In conclusion, this article reveals the incidence of disseminated histoplasmosis was highest in PWH whose follow-up was in French Guiana and the French Antilles. Among those living in mainland France, incidences were highest in PWH coming from or having stayed in Central and South America, followed by Caribbean. PWH originating from sub-Saharan Africa or Asia had higher incidences than those originating from mainland France. Because having spent time in each region can correspond to a range of durations, studies should directly estimate the incidence of histoplasmosis among PWH in each region. During the 30-year study period, the incidence and early death rates of histoplasmosis have steadily decreased, likely because of broadening use of antiretroviral drugs.

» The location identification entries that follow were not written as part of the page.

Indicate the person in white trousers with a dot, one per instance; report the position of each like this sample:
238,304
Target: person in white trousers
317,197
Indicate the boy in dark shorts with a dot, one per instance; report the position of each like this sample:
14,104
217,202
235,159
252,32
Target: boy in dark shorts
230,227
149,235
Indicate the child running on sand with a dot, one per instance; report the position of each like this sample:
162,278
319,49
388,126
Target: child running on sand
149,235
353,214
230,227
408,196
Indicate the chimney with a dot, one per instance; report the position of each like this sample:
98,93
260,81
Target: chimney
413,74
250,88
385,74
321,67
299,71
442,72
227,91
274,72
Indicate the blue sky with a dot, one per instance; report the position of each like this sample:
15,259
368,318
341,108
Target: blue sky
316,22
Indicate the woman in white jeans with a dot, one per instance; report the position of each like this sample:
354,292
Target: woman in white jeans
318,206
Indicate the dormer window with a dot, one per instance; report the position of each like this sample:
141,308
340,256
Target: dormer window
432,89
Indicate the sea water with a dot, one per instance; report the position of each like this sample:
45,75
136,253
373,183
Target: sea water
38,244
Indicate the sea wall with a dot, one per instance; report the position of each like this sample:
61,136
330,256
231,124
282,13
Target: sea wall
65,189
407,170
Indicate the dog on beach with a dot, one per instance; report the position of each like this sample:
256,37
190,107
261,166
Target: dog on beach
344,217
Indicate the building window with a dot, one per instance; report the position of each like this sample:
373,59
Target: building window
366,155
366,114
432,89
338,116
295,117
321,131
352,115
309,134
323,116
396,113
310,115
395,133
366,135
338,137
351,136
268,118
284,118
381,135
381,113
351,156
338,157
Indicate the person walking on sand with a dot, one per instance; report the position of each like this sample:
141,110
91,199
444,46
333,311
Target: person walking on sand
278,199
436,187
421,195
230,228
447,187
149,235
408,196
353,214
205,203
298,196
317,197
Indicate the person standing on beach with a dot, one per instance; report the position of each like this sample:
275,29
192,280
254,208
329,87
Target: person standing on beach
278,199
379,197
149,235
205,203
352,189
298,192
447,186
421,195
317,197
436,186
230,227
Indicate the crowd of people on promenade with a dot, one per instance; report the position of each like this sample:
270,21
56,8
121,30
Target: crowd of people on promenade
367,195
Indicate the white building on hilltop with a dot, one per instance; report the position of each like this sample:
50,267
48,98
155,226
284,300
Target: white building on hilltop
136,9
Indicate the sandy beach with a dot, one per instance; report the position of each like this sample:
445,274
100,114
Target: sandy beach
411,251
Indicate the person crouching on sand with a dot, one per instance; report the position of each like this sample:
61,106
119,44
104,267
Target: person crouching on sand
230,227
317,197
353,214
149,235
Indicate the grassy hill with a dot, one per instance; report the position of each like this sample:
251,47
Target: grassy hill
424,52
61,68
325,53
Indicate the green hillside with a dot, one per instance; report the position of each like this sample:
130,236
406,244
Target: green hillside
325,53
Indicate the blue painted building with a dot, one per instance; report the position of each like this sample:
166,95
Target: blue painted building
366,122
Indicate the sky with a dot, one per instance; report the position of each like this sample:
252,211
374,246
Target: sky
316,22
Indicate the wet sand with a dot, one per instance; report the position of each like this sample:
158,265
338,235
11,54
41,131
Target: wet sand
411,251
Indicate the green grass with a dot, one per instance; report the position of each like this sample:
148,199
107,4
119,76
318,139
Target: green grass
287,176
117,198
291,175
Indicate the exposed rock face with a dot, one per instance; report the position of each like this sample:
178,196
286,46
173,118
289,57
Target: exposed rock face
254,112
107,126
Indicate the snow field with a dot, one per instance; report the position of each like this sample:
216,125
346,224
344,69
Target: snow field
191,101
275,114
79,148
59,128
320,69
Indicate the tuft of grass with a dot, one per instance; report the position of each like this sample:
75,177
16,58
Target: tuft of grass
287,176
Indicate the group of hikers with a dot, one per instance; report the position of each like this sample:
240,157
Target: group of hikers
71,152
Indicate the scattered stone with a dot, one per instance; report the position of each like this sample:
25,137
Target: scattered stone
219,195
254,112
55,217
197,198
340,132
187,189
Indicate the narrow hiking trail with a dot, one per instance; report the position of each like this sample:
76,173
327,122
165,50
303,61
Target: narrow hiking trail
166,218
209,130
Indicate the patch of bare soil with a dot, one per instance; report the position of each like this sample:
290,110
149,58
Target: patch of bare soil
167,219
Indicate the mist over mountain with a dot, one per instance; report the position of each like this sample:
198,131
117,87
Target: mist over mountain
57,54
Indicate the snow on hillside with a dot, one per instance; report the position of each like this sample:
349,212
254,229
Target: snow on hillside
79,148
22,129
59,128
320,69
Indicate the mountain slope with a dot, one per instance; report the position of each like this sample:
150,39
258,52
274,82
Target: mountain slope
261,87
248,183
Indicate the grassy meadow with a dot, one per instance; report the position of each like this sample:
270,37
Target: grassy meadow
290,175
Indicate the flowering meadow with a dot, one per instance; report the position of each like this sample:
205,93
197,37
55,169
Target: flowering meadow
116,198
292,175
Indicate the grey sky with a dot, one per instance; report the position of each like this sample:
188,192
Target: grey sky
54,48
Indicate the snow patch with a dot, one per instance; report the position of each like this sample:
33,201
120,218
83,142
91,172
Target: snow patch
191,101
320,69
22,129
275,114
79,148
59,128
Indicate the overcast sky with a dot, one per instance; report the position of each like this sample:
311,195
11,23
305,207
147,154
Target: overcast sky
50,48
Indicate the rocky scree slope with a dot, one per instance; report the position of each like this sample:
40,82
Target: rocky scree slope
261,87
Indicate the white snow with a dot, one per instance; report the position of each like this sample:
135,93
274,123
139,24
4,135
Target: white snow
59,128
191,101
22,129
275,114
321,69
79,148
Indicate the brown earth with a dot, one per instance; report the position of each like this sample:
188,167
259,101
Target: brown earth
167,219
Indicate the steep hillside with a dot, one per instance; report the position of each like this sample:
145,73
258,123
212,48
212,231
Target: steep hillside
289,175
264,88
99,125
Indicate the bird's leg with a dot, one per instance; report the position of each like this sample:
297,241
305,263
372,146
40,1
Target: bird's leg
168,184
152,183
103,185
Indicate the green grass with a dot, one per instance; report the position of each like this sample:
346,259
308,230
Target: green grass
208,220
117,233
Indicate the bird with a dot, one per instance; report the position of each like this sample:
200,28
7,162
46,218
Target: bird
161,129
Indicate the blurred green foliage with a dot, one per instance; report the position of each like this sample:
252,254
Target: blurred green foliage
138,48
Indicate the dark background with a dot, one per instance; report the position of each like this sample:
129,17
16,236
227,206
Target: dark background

Dr. Nacher is the director of the Institut National de la Santé et de la Recherche Médicale clinical investigation center number 1424, from the UA17 Institut National de la Santé et de la Recherche Médicale Amazonian Population Heath research unit, and president of the regional coordination for the fight against HIV of French Guiana. His research interests include the epidemiology and effects of disseminated histoplasmosis in persons living with HIV.